Tertiary hyperparathyroidism represents an autonomous and advanced form of secondary hyperparathyroidism, which is seen in ESRD patients receiving long-term dialysis and/or kidney transplant. Loss of response to serum calcium concentration leads to parathyroid glands with hyperplasia and autonomous activity, which then leads to elevated serum calcium, phosphate, and PTH levels. When PTH concentration rises, it causes certain complications in bone, vessels or tissues such as osteomalacia, osteoporosis, osteitis fibrosa cystica, vascular calcification, and soft tissue calcification. Operative correction of tertiary hyperparathyroidism is indicated if hypersecretion of PTH and severe or symptomatic hypercalcemia. Parathyroidectomy is considered to be the only curative treatment for patients with tertiary hyperparathyroidism and all parathyroid glands should be examined [11]. In addition, medical treatment of tertiary hyperparathyroidism with Cinacalcet has been reported to be efficacious. A systemic review comparing the outcomes of surgical and medical treatment of tertiary hyperparathyroidism concluded that surgical treatment has higher cure rates than medical therapy [12]. One study reported that the diameter of the parathyroid gland is a main factor involved in resistance to Cinacalcet [13]. Parathyroidectomy for tertiary hyperparathyroidism is associated with lesser rates of renal allograft failure in cinacalcet management [14].

Patients with primary hyperparathyroidism who undergo parathyroidectomy demonstrate a rapid decrease in serum calcium levels after successful removal of one or more hyperactive parathyroid gland(s). Hungry bone syndrome, been coined to the profound (serum calcium < 2.1 mmol/l) and prolonged (longer than 4th day post-operatively) hypocalcaemia, is a condition of hyperdynamic calcium reabsorption into bones following parathyroidectomy [15]. This syndrome manifests as prolonged and symptomatic hypocalcemia. Thus, high doses of calcium, high doses of active metabolites of vitamin D, and adequate correction of magnesium deficiency immediately after surgery helps to treat hypocalcemia.
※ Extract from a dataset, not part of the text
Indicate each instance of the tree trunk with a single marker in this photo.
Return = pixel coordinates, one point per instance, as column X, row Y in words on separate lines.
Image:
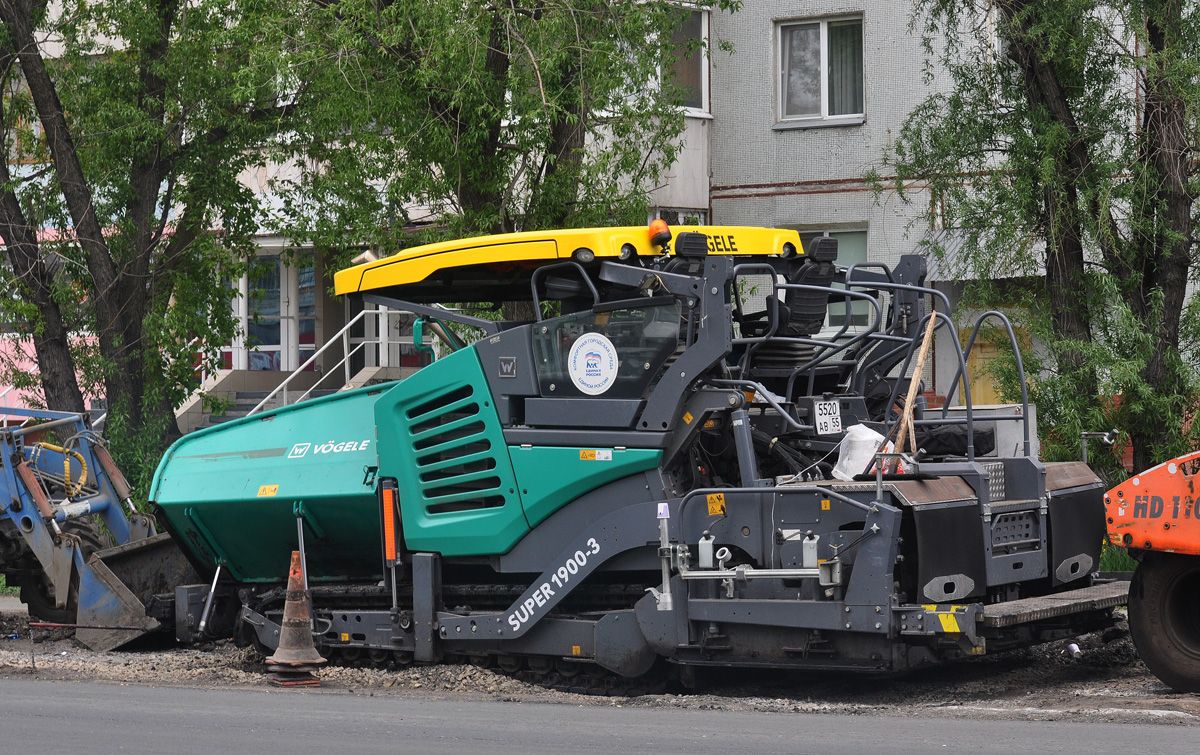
column 1165, row 132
Preoperative treatment with bisphosphonates has been suggested to reduce post-operative hypocalcemia [15]. Preoperative calcitriol therapy can reduce the use of postoperative administration of intravenous calcium by 56% and length of stay by 50% in parathyroidectomy for renal-origin hyperparathyroidism patients [16]. In one study, severe postoperative hypocalcemia requiring intravenous calcium repletion occurred in 97% of ESRD patients with hyperparathyroidism but only 2% of those with primary hyperparathyroidism [17].

In conclusion, ectopic supernumerary parathyroid hyperplasia is an uncommon cause of recurrent tertiary hyperparathyroidism, we should prompt a search for the ectopic parathyroid glands in ESRD patients, who have recurrent or persistent hyperparathyroidism after total parathyroidectomy. ESRD patients are more likely to develop hungry bone syndrome after parathyroidectomy. Prevention and treatment of hungry bone syndrome may be required after ectopic parathyroidectomy in clinical practice.